夏休みの自由研究の思い出

子どもの頃の夏休みといえば皆さんはどんな思い出があるでしょうか。プールに川遊び、海水浴。セミ捕りに魚釣り。映画に旅行。夏休み帳に自由研究……。その自由研究で何をするか毎年悩まされた。当時流行りの昆虫や植物の採集はすぐ飽きて中途半端でまとまらない。

 だいたい今日は何して遊ぶか、そのことで頭はいっぱい。遊ぶのが仕事。宿題だからしょうがなしにやるだけ。簡単で見栄えのするもの。そんな都合のいいことなんかない。6年の時、夏休みも後半に入って少し焦ってきたころ、友だちのN君と相談して歴史年表を作成することにした。

 教科書の後ろに付いている長い年表を模造紙にマジックで大きな字で写すだけ。

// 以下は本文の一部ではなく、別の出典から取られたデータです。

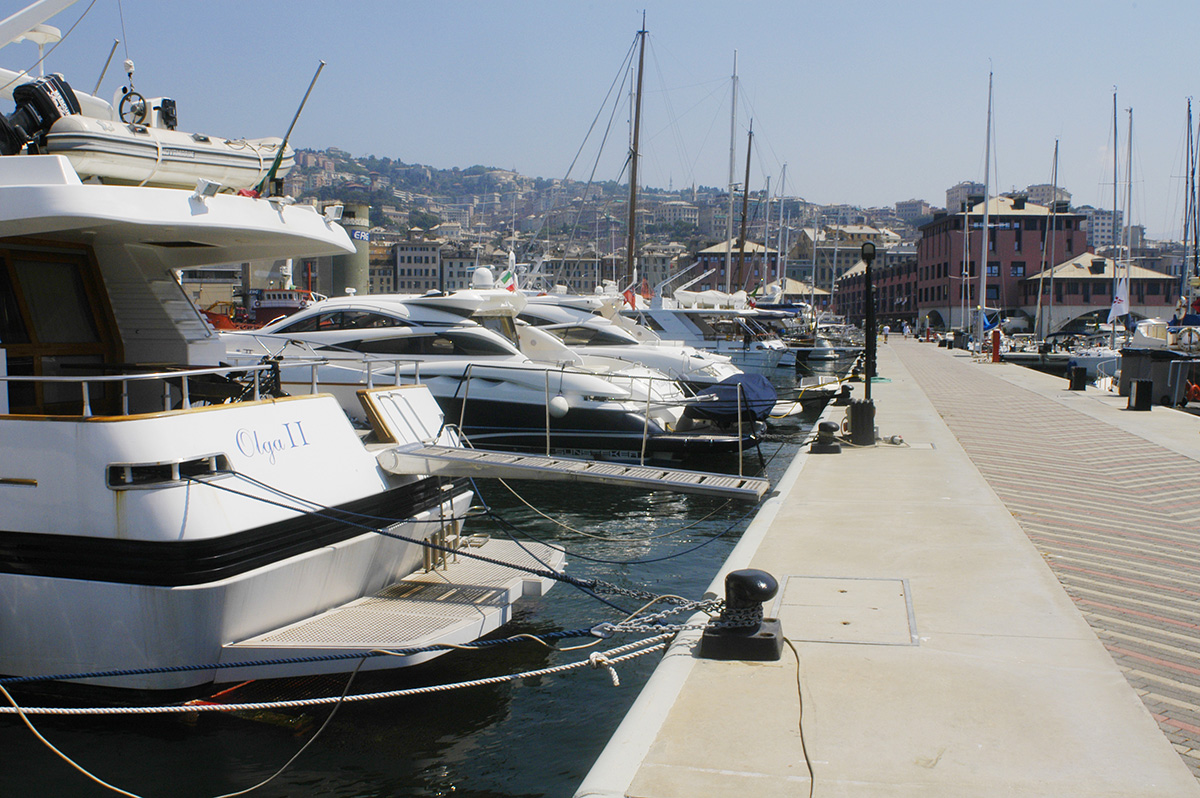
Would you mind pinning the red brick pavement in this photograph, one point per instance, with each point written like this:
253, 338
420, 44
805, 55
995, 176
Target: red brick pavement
1116, 517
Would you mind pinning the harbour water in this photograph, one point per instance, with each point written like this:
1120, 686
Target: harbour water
533, 737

これは簡単、考えなくてよい。さっそく二人でとりかかった。暑い日中だったが、N君の家は料亭。当時珍しかったクーラーがなんとお座敷にある。N君のお母さんが昼間はお客がいないからと、クーラーのあるお座敷で作業をさせてくれた。これも思い出。

 さあ、やろう、となって、模造紙5枚をつなげる。縦横に線を入れて表を作る。字の大きさはこれくらいと決める。となると、いくつぐらいの事項が書けるかがおおよそわかってきた。縄文時代から始めて2千年の日本の歴史である。とても全部載せることはできない。さあ、困った。

 じゃ、どれを載せてどれを載せないか。我々の知識では判断ができない。二人は顔を見合わせた。こんなはずではなかった。しかし、乗りかかった船。もう引き返せない。それで市立図書館へ行き、2冊の日本の歴史の本を借りてきて、年表を見比べて判断することにした。この作業が大変だった。二人で、これはどうする、載せる載せない、その理由は、などと議論。

 議論しているうちに、なんとなく気づかされたことがあった。どの視点で歴史を見るかによって違ってくるのではないか。歴史全体を見通せる知識が必要だということ。年表の裏には様々な歴史的事実が隠されていること、などである。これらの気づきは、知識よりもものの見方、考え方が大事と教えてくれた。